Douglas students run MMA club
By Adam Tatelman, Arts Editor
Mixed Martial Arts (MMA) has a reputation as one of the most brutal combat sports in history, although that criticism is somewhat unfair. In professional tournaments like the UFC, the referees are the best in the world, their decisiveness equal to that of the fighters they watch over. Really, it is the amateur bouts which boast the greatest risk of injury. But in truth, most people don’t study MMA out of a desire to compete. They merely seek a varied and dynamic training regime, as befits the MMA philosophy of taking all the most useful elements from as many styles as possible.
To that end, the Douglas College MMA club offers a unique method of teaching that is rarely seen in the martial arts world. Depending on the day, and provided you have had some prior training, anyone can lead class. Although club founder and president Ronaldo Ferreira is the primary instructor, he encourages students to share their knowledge of martial arts with the rest of the class. Ferreira himself has over 10 years of kickboxing experience, and he is currently seeking any students with wrestling or Jujitsu training to share what they know.

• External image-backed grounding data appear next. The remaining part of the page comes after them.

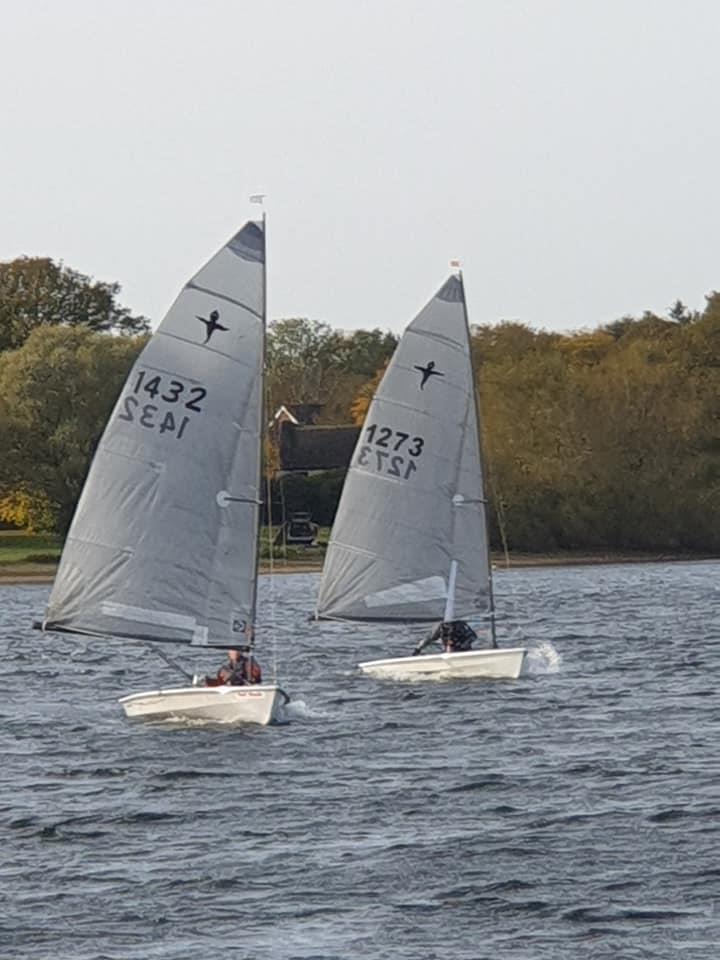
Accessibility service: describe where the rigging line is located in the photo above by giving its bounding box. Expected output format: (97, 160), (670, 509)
(266, 468), (278, 682)
(264, 385), (279, 684)
(486, 456), (511, 570)
(135, 639), (194, 682)
(279, 471), (288, 565)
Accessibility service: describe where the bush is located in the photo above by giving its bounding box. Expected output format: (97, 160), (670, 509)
(264, 470), (346, 527)
(0, 489), (58, 533)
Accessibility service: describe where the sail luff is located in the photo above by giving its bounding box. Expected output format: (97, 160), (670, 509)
(249, 212), (267, 633)
(458, 270), (495, 636)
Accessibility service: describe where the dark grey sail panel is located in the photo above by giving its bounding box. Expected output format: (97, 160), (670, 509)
(44, 221), (265, 647)
(316, 273), (491, 622)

On the subject of training, there is a definite calisthenic focus in class, reminiscent of orthodox boxing training. The first 15 minutes of class involves a good deal of cardio, as well as the traditional pushups and sit-ups. If you don’t know how to jump rope, you will certainly have a chance to learn. Although there are some spare ropes, it is best to bring your own, as well as gloves and a mouthguard for the purposes of sparring.
The kickboxing-focused classes will be most familiar to anyone who has studied karate, tae kwon do, or muay thai. Given the uniform nature of the human body, there are only so many practical ways to kick forcefully while maintaining good balance. You’ll get a good deal of flexibility from training these kicks, although some of the turning manoeuvres are not as practical as the more linear techniques.

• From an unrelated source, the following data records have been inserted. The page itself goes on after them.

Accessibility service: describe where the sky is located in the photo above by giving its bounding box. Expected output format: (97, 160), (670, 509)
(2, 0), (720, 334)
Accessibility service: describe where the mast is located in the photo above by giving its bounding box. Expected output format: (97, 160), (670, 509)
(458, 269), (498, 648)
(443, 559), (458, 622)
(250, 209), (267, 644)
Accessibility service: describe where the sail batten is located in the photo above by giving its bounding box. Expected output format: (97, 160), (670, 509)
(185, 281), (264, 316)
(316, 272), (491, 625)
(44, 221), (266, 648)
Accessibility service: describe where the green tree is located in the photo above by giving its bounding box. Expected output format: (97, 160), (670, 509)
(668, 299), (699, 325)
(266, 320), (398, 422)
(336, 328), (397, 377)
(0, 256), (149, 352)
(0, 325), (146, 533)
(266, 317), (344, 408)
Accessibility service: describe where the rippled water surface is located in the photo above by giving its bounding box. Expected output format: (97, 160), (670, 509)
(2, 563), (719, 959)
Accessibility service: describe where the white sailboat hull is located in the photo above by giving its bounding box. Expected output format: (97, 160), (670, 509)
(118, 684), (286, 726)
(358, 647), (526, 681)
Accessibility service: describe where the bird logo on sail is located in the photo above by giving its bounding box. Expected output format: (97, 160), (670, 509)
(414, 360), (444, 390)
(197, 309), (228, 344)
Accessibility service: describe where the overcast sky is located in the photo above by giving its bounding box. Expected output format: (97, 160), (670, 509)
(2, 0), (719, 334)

The downside to the Douglas MMA club is its availability. Monday classes take place from 5:30pm to 6:30pm, and include access to training tools like punching bags, speed bags and climbing ropes. However, Thursday classes take place from 7:00pm to 8:00pm in room 2221—a much smaller space with no such equipment. Although the room has a padded floor better suited to sparring, there isn’t often an opportunity to do much fighting due to the classes being only one hour long. This may be a turn-off for some MMA practitioners who want more of a sparring focus.
The greatest assets in Douglas MMA’s favour are its ease of access and no-charge policy. Anyone can practice for free, and since the classes are held on campus, they are extremely convenient to get to. This makes Douglas MMA an excellent supplement to any current ongoing training you may be doing. If you’re unable to make it to your usual dojo, you can drop in for a quick hour-long session keep yourself in practice, and share what you know.